Abstract 532: Deficiency of CCN3 in Smooth Muscle Cells Perturbs Vascular Homeostasis and Exacerbates Thoracic Aortic Dissection

Abstract

Introduction: Thoracic aortic dissection (TAD) is a life-threatening aortic disease with a high mortality rate in the event of rupture. Key mechanisms underlying the development of TAD include extracellular matrix (ECM) degradation and vascular smooth muscle cell (SMC) reprograming. Cellular communication network factor 3 (CCN3), a matricellular protein highly expressed in SMC, exerts a myriad of context-dependent biological functions. However, its role in SMC homeostasis and in the development of TAD remains largely undefined. Methods: A single-cell sequencing (Sc-seq) dataset (GSE213740) from human aortic dissection patients was analyzed to determine the association between CCN3 expression and TAD. In newly weaned male CCN3-floxed mice harboring Myh11-driven inducible Cre, 4 consecutive tamoxifen injections induced CCN3 deletion in SMCs.

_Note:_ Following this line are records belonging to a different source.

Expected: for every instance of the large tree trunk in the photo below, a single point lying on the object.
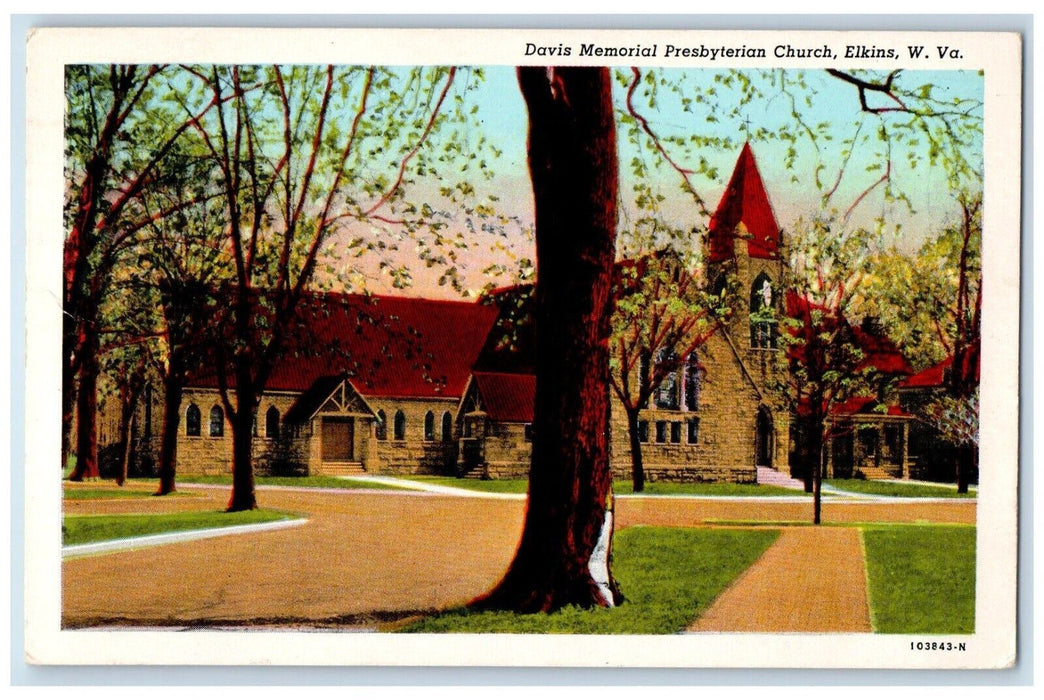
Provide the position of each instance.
(815, 451)
(637, 468)
(243, 497)
(68, 399)
(126, 440)
(564, 554)
(87, 411)
(966, 463)
(168, 439)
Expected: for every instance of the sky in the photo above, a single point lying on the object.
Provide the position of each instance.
(826, 104)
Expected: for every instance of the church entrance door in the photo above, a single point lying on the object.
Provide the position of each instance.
(765, 439)
(338, 439)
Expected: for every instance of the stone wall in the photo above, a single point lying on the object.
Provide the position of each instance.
(414, 454)
(210, 456)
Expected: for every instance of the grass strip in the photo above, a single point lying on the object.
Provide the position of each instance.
(84, 529)
(316, 482)
(921, 578)
(109, 494)
(620, 487)
(896, 489)
(669, 576)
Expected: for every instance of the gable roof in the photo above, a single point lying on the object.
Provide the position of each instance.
(387, 346)
(506, 398)
(879, 351)
(744, 201)
(335, 389)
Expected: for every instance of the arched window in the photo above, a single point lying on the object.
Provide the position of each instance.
(692, 382)
(429, 426)
(666, 396)
(762, 312)
(643, 376)
(400, 425)
(192, 420)
(271, 422)
(382, 425)
(216, 422)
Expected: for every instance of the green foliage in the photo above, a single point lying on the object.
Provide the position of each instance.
(668, 576)
(916, 294)
(921, 578)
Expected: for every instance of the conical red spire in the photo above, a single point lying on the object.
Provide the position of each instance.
(744, 202)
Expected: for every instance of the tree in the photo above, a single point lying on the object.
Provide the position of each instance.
(826, 363)
(297, 154)
(117, 135)
(181, 265)
(663, 315)
(564, 555)
(930, 303)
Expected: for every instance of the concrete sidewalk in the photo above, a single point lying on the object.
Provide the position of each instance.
(811, 580)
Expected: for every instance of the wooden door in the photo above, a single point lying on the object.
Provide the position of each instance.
(338, 439)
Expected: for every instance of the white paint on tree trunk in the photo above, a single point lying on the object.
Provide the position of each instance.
(598, 564)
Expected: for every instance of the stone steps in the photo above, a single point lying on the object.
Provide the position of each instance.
(342, 469)
(769, 476)
(876, 472)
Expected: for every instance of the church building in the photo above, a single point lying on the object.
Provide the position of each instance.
(404, 386)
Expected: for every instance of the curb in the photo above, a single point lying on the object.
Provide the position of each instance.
(169, 538)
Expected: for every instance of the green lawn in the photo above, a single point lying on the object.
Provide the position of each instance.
(84, 529)
(669, 576)
(485, 486)
(922, 578)
(303, 482)
(900, 489)
(620, 487)
(97, 494)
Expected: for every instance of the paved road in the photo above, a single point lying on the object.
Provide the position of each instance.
(810, 580)
(362, 557)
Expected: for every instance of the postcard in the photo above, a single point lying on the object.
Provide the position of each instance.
(532, 348)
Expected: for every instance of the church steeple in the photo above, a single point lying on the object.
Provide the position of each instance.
(744, 202)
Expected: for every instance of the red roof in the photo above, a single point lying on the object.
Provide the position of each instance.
(881, 353)
(506, 398)
(387, 346)
(744, 202)
(865, 405)
(936, 375)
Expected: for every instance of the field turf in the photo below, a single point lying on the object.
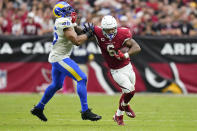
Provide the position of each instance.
(154, 112)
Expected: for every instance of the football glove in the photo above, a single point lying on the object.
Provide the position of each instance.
(88, 29)
(121, 56)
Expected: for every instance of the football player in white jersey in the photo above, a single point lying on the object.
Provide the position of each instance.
(65, 38)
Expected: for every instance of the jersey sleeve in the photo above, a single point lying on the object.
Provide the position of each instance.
(127, 34)
(62, 23)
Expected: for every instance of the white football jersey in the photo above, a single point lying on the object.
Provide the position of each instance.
(61, 47)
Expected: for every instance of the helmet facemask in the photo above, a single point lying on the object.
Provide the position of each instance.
(63, 9)
(109, 27)
(110, 33)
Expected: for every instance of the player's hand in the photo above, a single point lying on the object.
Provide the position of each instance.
(88, 29)
(120, 55)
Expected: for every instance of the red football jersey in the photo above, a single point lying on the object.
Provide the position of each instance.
(110, 47)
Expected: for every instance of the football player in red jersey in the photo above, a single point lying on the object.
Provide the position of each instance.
(111, 41)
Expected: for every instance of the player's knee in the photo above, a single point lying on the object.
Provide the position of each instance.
(84, 78)
(56, 86)
(129, 89)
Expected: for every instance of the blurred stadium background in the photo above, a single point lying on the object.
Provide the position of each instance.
(165, 29)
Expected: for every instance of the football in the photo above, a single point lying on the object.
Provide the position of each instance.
(124, 49)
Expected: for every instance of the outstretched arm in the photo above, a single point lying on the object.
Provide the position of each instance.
(71, 35)
(134, 47)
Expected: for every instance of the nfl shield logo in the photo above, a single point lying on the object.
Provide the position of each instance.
(3, 79)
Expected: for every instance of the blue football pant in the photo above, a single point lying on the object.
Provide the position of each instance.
(60, 70)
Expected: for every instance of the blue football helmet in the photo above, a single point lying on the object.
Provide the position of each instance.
(63, 9)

Mice without Cre expression were subjected to the same procedures and were used as controls. After 1 week of washout, 4-week-old mice were given 0.5% BAPN (β-aminopropionitrile monofumarate) in their drinking water to induce TAD. Histologic and protein measurements were performed on TAD tissues from control and CCN3-SMC-KO mice. Sc-seq analysis was performed to recapitulate cell heterogeneities and transcriptome profile changes. The regulatory role of SMC-derived CCN3 in TGFβ signaling was evaluated by western blot and colocalization analyses. Results: Analysis of the human Sc-seq dataset revealed downregulation of CCN3 in aortas from patients with TAD. CCN3-positive SMCs have elevated ECM and elastin gene expression in comparison to CCN3-null SMCs. In vivo, concordant with increased mortality in CCN3-SMC-KO animals, SMC-specific deletion of CCN3 promotes BAPN-induced elastin fibers fragmentation and degradation. In vitro, SMC deficiency of CCN3 diminished TGFβ-induced elastogenesis. CCN3 binds to the TGFβ receptor on SMCs and augments TGFβ receptor phosphorylation, thereby activating Smads, upregulating SMC elastogenesis, and as a consequence, alleviates elastin fiber fragmentation and TAD development. Conclusion: CCN3 is a key determinate of SMC reprogramming and sustains vascular homeostasis. Our findings suggest a novel target for the prevention and treatment of TAD.